Finally, I get a lot of clients who tell me their partner is no longer interested in sex or kink at all, of any kind. The spark may've been gone for months, years, or decades. These are often people with older partners, or partners who have had a sexual abuse history left unchecked; not wanting to argue or pressure their lover into sex unwanted, my clients come to me instead.
If they felt they could have sexual interactions with their partner, they often would, but instead, these clients are trying to balance being genuine about their desires and not upsetting their partners. Talking about sex within the marriage might be triggering, so they don't anymore.
Do you see a trend here? I do -- and it's not that "men don't like women who pursue them" or that "women don't want to have sex most of the time" or any gendered crap like that. No, it's that people in these marriages don't know how to communicate with each other about sex (or, often, anything else) in a way that's healthy, non-accusatory/defensive, and open to compromise. Marriages, and other committed relationships, are about nonviolent communication, coming from a place of compassion, giving each other space for emotions, and actively listening.

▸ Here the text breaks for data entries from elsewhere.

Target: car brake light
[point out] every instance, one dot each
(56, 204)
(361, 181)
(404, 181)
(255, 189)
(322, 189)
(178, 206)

So here's a snippet of my advice, not on getting married but making a marriage work, whether in or out of the bedroom:
I know it's trite, and I know it's often blown off in favor of "tricks you can do to blow him away/keep her interested," but the secret really is communication.
Boring, right? But seriously, buy a book on that rather than on how you can sculpt yourself into a person you aren't in order to fool someone into marrying you. You'll save yourself a lot of grief... and, maybe, a lot of money on attorneys.